A rśi [sage] has said: Samamantreńa jáyate iti samájah [“Society is the collective movement of a group of individuals who have decided to move together towards a common goal”]. That is, whether people are pápii or tápii [sinners or victims], thieves, criminals, or characterless individuals, they are so only superficially; internally they are filled with the potential for purity. The principal object of the sadvipras is to explore and bring this potentiality into play. They will accord human value to everyone without exception. Those who have done hateful crimes must be punished, but sadvipras will never hate them, or put an end to them by depriving them of food, because sadvipras are humanists. The pandits puffed up with vainglory could turn their attention to their books instead of attending on the ailing non-Hindu Haridas, but Chaitanya Mahaprabhu found it impossible to remain indifferent to him. He took Haridas in his arms and nursed him carefully, and thus showed respect to human value.
However, when the question of social responsibility arises, it must be considered with great care. Irresponsible people cannot be entrusted with social responsibility, because those who shoulder social responsibility will have to lead humanity on the path of development, and correct the ways of sinners. If they themselves are of evil mentality, it will not be possible for them to discharge their social responsibility. It has been said: “The collective body of those who are engaged in the concerted effort to bridge the gap between the first expression of morality and establishment in universal humanism is called society.”(2) So social responsibility should be entrusted to those who are capable of discharging it creditably. If moralism is the starting-point of the journey of society, then those who are at its helm must be moralists. And since society aims to establish universalism, those people must be universalists. And if the gap between moralism and universal humanism is to be bridged, spiritual sádhaná is a must, so those people must practise rigorous sádhaná. Their philosophy of life must be, “Morality is the base, sádhaná is the means, and life divine is the goal.”
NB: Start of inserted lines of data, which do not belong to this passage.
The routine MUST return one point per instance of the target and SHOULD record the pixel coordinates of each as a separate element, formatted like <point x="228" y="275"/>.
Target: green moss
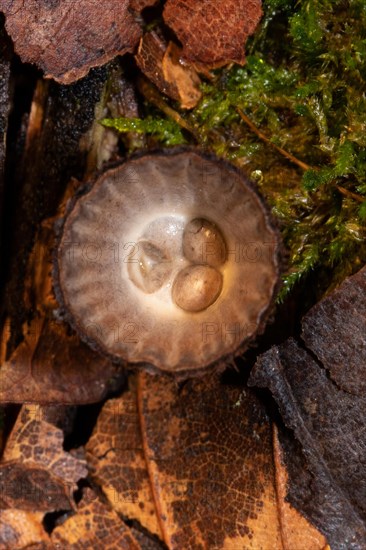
<point x="303" y="86"/>
<point x="165" y="130"/>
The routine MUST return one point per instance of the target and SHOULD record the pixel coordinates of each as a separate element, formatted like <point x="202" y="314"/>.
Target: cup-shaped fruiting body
<point x="169" y="261"/>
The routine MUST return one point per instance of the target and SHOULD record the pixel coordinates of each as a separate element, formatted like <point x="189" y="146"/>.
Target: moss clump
<point x="303" y="87"/>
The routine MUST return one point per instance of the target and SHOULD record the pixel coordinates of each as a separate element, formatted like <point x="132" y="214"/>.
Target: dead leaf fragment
<point x="36" y="474"/>
<point x="160" y="62"/>
<point x="212" y="33"/>
<point x="193" y="465"/>
<point x="94" y="526"/>
<point x="66" y="39"/>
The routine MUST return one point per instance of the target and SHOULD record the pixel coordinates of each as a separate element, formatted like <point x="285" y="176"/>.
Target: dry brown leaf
<point x="66" y="39"/>
<point x="296" y="531"/>
<point x="192" y="464"/>
<point x="160" y="62"/>
<point x="213" y="33"/>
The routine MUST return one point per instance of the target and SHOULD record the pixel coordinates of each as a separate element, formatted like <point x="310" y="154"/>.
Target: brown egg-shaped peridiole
<point x="169" y="261"/>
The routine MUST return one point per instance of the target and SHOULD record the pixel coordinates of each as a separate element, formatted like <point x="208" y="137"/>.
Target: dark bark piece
<point x="52" y="366"/>
<point x="213" y="33"/>
<point x="66" y="39"/>
<point x="328" y="476"/>
<point x="139" y="5"/>
<point x="208" y="453"/>
<point x="335" y="329"/>
<point x="51" y="158"/>
<point x="120" y="297"/>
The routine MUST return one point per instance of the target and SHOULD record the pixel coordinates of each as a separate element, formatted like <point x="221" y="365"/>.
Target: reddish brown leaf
<point x="36" y="473"/>
<point x="161" y="64"/>
<point x="296" y="531"/>
<point x="139" y="5"/>
<point x="199" y="458"/>
<point x="213" y="33"/>
<point x="52" y="366"/>
<point x="326" y="460"/>
<point x="65" y="39"/>
<point x="31" y="488"/>
<point x="94" y="526"/>
<point x="20" y="529"/>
This great responsibility must never be entrusted to those who are themselves criminals. Unless and until such people correct themselves, they will not be given any social value, though in no way will they be denied human value. At present social value is given importance, but those who are selected to discharge social responsibility do not possess the aforesaid qualities. They have occupied their posts on the strength of their money or on the basis of patronage, but this has not resulted in any collective welfare. That is why there is an instruction in our social scripture:
Do not be misled by anyone’s tall talk. Judge merit by seeing the performance. Remember, whatever position one is in offers sufficient opportunity to work. One whose character is not in accordance with Yama-Niyama should not get opportunity [to become] a representative.… to [[vest]] an incompetent person with power means to push society towards destruction knowingly and deliberately. (“Society” in Caryacarya Part 2, 1999)
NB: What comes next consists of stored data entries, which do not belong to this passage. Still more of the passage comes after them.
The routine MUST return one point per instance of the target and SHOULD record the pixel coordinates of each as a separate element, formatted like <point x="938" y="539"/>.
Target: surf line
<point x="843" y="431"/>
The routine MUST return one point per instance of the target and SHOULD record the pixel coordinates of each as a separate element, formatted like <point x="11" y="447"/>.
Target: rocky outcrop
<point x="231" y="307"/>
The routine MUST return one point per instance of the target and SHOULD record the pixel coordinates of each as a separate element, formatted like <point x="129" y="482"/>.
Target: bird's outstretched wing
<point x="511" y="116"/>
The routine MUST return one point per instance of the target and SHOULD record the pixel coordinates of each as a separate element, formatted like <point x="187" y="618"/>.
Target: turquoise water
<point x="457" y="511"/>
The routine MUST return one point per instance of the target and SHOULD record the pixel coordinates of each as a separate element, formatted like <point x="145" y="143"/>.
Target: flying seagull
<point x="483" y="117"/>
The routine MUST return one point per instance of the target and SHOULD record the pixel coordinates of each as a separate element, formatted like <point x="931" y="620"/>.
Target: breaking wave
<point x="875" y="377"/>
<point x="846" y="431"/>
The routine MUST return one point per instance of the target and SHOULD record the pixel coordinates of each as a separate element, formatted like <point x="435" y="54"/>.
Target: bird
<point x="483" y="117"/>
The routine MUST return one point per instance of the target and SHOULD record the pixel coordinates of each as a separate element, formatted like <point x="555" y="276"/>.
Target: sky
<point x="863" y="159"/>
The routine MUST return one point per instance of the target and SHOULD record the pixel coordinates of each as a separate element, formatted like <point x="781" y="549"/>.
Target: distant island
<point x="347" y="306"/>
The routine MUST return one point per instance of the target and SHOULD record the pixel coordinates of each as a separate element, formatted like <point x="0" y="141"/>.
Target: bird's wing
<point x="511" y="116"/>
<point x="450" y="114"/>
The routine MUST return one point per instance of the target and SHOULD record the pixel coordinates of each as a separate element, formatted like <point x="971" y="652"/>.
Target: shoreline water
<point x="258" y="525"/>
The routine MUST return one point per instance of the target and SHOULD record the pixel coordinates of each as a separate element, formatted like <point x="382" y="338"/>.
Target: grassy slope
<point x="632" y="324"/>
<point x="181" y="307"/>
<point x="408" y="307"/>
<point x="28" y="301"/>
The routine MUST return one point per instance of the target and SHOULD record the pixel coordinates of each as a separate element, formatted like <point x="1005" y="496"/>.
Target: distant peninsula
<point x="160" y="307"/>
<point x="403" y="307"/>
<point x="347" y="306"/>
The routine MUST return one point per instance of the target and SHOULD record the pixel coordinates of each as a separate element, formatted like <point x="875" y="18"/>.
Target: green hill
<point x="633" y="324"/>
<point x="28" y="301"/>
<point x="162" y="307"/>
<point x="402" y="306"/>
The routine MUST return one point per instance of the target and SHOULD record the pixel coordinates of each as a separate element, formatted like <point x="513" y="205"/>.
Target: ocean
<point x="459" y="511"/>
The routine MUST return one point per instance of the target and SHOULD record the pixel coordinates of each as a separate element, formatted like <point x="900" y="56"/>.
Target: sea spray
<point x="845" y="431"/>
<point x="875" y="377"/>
The sadvipras will install qualified persons in power, and the social order which will be evolved by virtue of their leadership will give due importance to one and all. In this new society based on Neohumanism, everyone will find their life worth living. All will regain their lost positions of honour.
(1) Earlier in the complete discourse of which this is the concluding part, the author had explained “social value” as the recognition that society pays to its leaders by virtue of their position. –Eds.
(2) Shrii Prabhat Ranjan Sarkar, “Moralism” in Human Society Part 1 (slightly rephrased here by the author). –Eds.